Re: Multi user setup and saving a DataFrame / RDD to a network exported file system

Tomasz Fruboes Thu, 21 May 2015 07:51:47 -0700

Hi,

 thanks for answer, I'll open a ticket.


 In the meantime - I have found a workaround. The recipe is the following:

1. Create a new account/group on all machines (lets call it sparkuser).Run spark from this account.


2. Add your user to group sparkuser.

3. If you decide to write RDD/parquet file under "workdir" directory youneed to execute the following (just once, before running spark-submit):


chgrp sparkuser workdir
chmod g+s workdir
setfacl -d -m g::rwx workdir

(first two steps can be replaced also by "newgrp sparkuser", but thisway all your files will be created with sparkuser group)


 than calls like

rdd.saveAsPickleFile(workdir+"/somename")

 work just fine.

The above solution has one serious problem - any other user fromsparkuser group will be able to overwrite your saved data.


 cheers,
   Tomasz






W dniu 20.05.2015 o 23:08, Davies Liu pisze:

Could you file a JIRA for this?

The executor should run under the user who submit a job, I think.

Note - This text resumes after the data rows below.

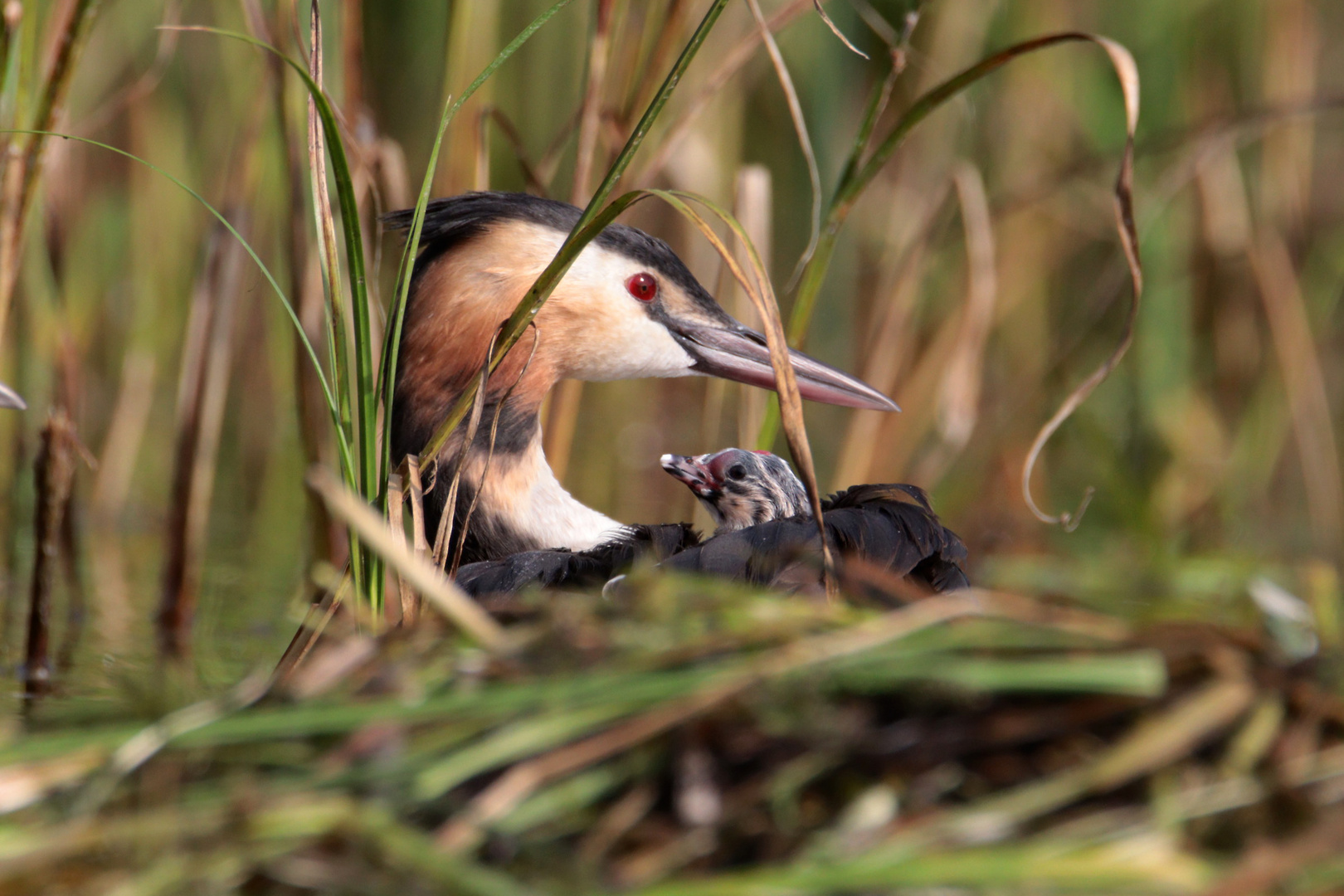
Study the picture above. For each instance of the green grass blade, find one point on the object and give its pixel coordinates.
(387, 375)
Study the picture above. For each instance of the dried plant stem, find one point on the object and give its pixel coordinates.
(958, 392)
(201, 406)
(56, 472)
(325, 540)
(800, 125)
(1304, 383)
(733, 62)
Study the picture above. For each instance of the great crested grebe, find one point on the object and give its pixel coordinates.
(628, 308)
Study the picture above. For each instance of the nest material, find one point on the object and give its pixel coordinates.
(699, 738)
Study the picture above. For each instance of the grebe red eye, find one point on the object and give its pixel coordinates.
(643, 286)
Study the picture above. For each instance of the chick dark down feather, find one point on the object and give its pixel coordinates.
(576, 568)
(890, 525)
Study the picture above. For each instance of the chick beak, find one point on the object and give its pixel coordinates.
(741, 355)
(689, 470)
(8, 398)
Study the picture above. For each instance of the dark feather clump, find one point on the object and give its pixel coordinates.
(576, 568)
(889, 525)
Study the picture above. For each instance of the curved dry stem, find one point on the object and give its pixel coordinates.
(835, 30)
(1127, 74)
(800, 127)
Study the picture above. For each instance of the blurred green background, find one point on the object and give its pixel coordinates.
(1213, 448)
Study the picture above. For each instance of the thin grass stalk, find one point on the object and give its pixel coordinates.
(23, 165)
(800, 125)
(835, 30)
(562, 419)
(371, 528)
(1304, 382)
(589, 225)
(398, 314)
(324, 535)
(338, 338)
(201, 403)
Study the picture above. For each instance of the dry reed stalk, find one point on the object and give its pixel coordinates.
(325, 540)
(56, 470)
(465, 829)
(397, 524)
(125, 431)
(116, 106)
(353, 62)
(515, 141)
(670, 34)
(1292, 47)
(958, 392)
(1304, 383)
(23, 162)
(563, 412)
(77, 601)
(753, 204)
(203, 387)
(733, 62)
(835, 30)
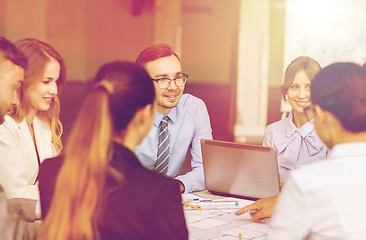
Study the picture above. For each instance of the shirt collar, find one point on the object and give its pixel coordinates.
(172, 116)
(304, 130)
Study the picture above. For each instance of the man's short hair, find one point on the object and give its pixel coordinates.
(155, 52)
(9, 52)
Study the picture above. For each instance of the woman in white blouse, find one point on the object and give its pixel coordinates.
(32, 132)
(294, 137)
(325, 200)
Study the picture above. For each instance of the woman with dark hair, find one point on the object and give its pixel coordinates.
(32, 132)
(322, 200)
(294, 137)
(102, 191)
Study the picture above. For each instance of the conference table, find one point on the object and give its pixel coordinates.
(216, 218)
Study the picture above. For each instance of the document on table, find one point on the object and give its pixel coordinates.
(221, 223)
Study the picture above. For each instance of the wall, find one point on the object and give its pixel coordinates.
(86, 33)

On Wed, May 20, 2015 at 2:40 AM, Tomasz Fruboes
<tomasz.frub...@fuw.edu.pl> wrote:

Thanks for a suggestion. I have tried playing with it, sc.sparkUser() gives
me expected user name, but it doesnt solve the problem. From a quick search
through the spark code it seems to me, that this setting is effective only
for yarn and mesos.

  I think the workaround for the problem could be using "--deploy-mode
cluster" (not 100% convenient, since disallows any interactive work), but
this is not supported for python based programs.

Cheers,
   Tomasz



W dniu 20.05.2015 o 10:57, Iulian Dragoș pisze:


You could try setting `SPARK_USER` to the user under which your workers
are running. I couldn't find many references to this variable, but at
least Yarn and Mesos take it into account when spawning executors.
Chances are that standalone mode also does it.

iulian

On Wed, May 20, 2015 at 9:29 AM, Tomasz Fruboes
<tomasz.frub...@fuw.edu.pl <mailto:tomasz.frub...@fuw.edu.pl>> wrote:

     Hi,

       thanks for answer. The rights are

     drwxr-xr-x 3 tfruboes all 5632 05-19 15 <tel:5632%2005-19%2015>:40
     test19EE/

       I have tried setting the rights to 777 for this directory prior to
     execution. This does not get propagated down the chain, ie the
     directory created as a result of the "save" call
     (namesAndAges.parquet2 in the path in the dump [1] below) is created
     with the drwxr-xr-x rights (owned by the user submitting the job, ie
     tfruboes). The temp directories created inside

     namesAndAges.parquet2/_temporary/0/

     (e.g. task_201505200920_0009_r_000001) are owned by root, again with
     drwxr-xr-x access rights

       Cheers,
        Tomasz

     W dniu 19.05.2015 o 23:56, Davies Liu pisze:

         It surprises me, could you list the owner information of
         /mnt/lustre/bigdata/med_home/tmp/test19EE/ ?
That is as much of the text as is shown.